IBM Haifa Research Lab, Haifa, Israel
Today in both virtualized and non-virtualized systems the entire I/O functionality is based on device drivers. They are central to any system structure; both anecdotal and informed evidence indicates device drivers as a major source of trouble in the classical OS and a source of scaling and performance issues in virtual I/O, due to "trusted intermediary" required for the shared I/O. We propose an architecture which virtualizes the entire I/O subsystem rather than each I/O device, and provides device-independent I/O at higher level of abstraction than the traditional I/O interfaces. In our suggested architecture the system robustness is increased by isolating drivers; efficient and scalable virtualization becomes possible by a complete separation of the I/O and compute function and introducing a protection model that does not require a trusted intermediary for I/O.
Today in both virtualized and non-virtualized systems the entire I/O functionality is based on device drivers. They are central to any system structure; both anecdotal and informed evidence indicates device drivers as a major source of trouble in the classical OS and a source of scaling and performance issues in virtual I/O.

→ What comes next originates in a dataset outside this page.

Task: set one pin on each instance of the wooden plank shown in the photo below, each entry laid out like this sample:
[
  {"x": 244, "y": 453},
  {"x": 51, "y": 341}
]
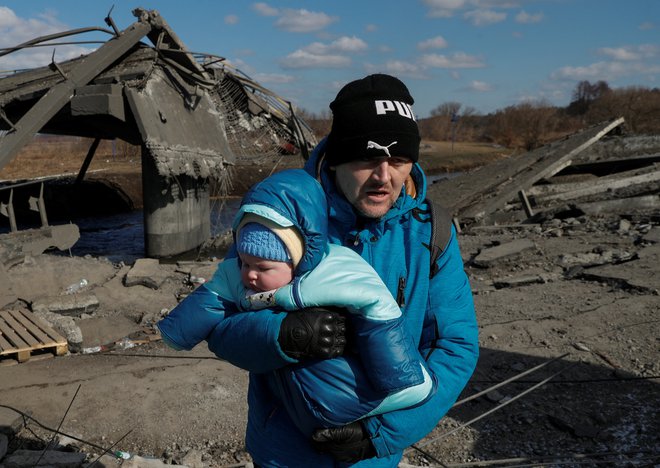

In conventional I/O, the I/O functionality is achieved through a combination of simple hardware with only two basic operations supported by the processor/memory complex - namely register transfer and DMA. The structure used to be appealing as the platform hardware support for the I/O was reduced to a minimum. Unfortunately, it brought on very large amount of vendor-specific device driver code, which can no longer be thoroughly tested for each system.
Virtualization brings with it another challenge (and an opportunity for paradigm change). The solutions proposed until now are based on the conventional device driver architecture; they use either dedicated devices directly attached to a specific OS or a "trusted intermediary" for the shared I/O. This position paper suggests an alternative.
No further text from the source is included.